Maybe it’s different if you were brought up in a household like mine, where chili is the 6th food group. It goes on everything. Fries, nachoes, hot dogs. I even put chili on chili once, just to try it.
I love chili, but only the chili I cook. Every other cook puts in something I can’t stand (green peppers, chunks of tomatoes) or leaves out something I insist upon (dark kidney beans) or doesn’t use enough chili powder. My chili requires milk as an accompaniment to put out the fire.
I also volunteer to take Anaamika’s share of chili (as long as it’s my chili), and she can have my share of anything labeled “sweet and sour.”
Now, now, that’s some pretty darn Texanormative language in this thread. “You’ve just never had a REAL chili to set you straight”… :dubious: really. Diversity is how we got to be the chili superpower.
Anaamika’s indifference to chili merits just a casual observation. What I’m concerned about is Skald’s confessed indifference to barbecue; whether that would inform his policies could be a deal-breaker when deciding between toadying to or resisting his (still delayed for now?) overlordship takeover.
Chili is one of those things for me. I, like you, pretty much love it in all its iterations. Cincinnati chili is funny. I love it on cheese coneys, but don’t like it particularly much on spaghetti like so many of my fellow Cincinnatians do.
I’ve lived in Texas and had some spectacular variants down there.
But my favorite is my Mom’s chili. Simple, spicy and filling. She’d just take some decent cuts of beef, season liberally with chili powder, cumin and garlic, add a little tomato and beans, and serve it over a bowl of steamed white rice. On the side we would have buttered saltines. It was my ultimate comfort food. I need to ask her to make it again.

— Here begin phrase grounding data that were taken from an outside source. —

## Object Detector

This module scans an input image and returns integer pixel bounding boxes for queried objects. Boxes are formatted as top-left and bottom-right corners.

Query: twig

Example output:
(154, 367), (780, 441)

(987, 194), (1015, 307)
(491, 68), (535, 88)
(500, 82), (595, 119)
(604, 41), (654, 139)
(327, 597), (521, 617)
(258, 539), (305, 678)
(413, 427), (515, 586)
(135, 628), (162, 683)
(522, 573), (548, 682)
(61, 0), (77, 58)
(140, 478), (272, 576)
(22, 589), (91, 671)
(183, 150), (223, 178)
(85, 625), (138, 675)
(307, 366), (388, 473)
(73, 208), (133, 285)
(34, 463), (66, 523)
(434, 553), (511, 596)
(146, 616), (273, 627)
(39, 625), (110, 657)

Priya: Would you like some homemade chili? Sheldon Cooper: Are there beans in it? Priya: Yes? Sheldon Cooper: Then it’s not chili. Real chili has no beans in it, but you’re from a foreign land, so your ignorance is forgiven. Priya: [Sheldon tries some of Priya’s chili] Sheldon Cooper: Mmmm, this is good… whatever it is.
Skyline isn’t chili. It’s delicious, but it isn’t chili. I rarely get back that way, but when I do, a 4-way is what I’m having for lunch every day.
No but there can be chocolate or cinnamon (or both) in it, depending on which chili parlor you go to. They are legion here. Skyline and Gold Star are the biggest, and are chains. The warring factions between the lovers of both are akin to the cola wars, but I much prefer Skyline. Gold Star has a pine-y aspect to their chili that I find off-putting. Camp Washington Chili is a standalone parlor that’s amazingly good, so is Price Hill Chili. Both of those are institutions in their neighborhoods. And there are many more like them, usually named after their respective neighborhoods.
Weirdly, the chili phenomenon here is dominated by Greeks, who started this chili business here many moons ago.
Yeah, but that was about food. This is about religion.
Tripolar - re beans - only if you order a 5-way. They can be a nice addition sometimes, but I prefer the basic spaghetti, “chili,” cheese and onions of a 4-way.
I have no problem with varying the spices. However, as everyone knows, adding just one bean to something that would otherwise be chili, makes it not-chili. I don’t care if you like that bean stuff, whatever it is, just don’t call it chili.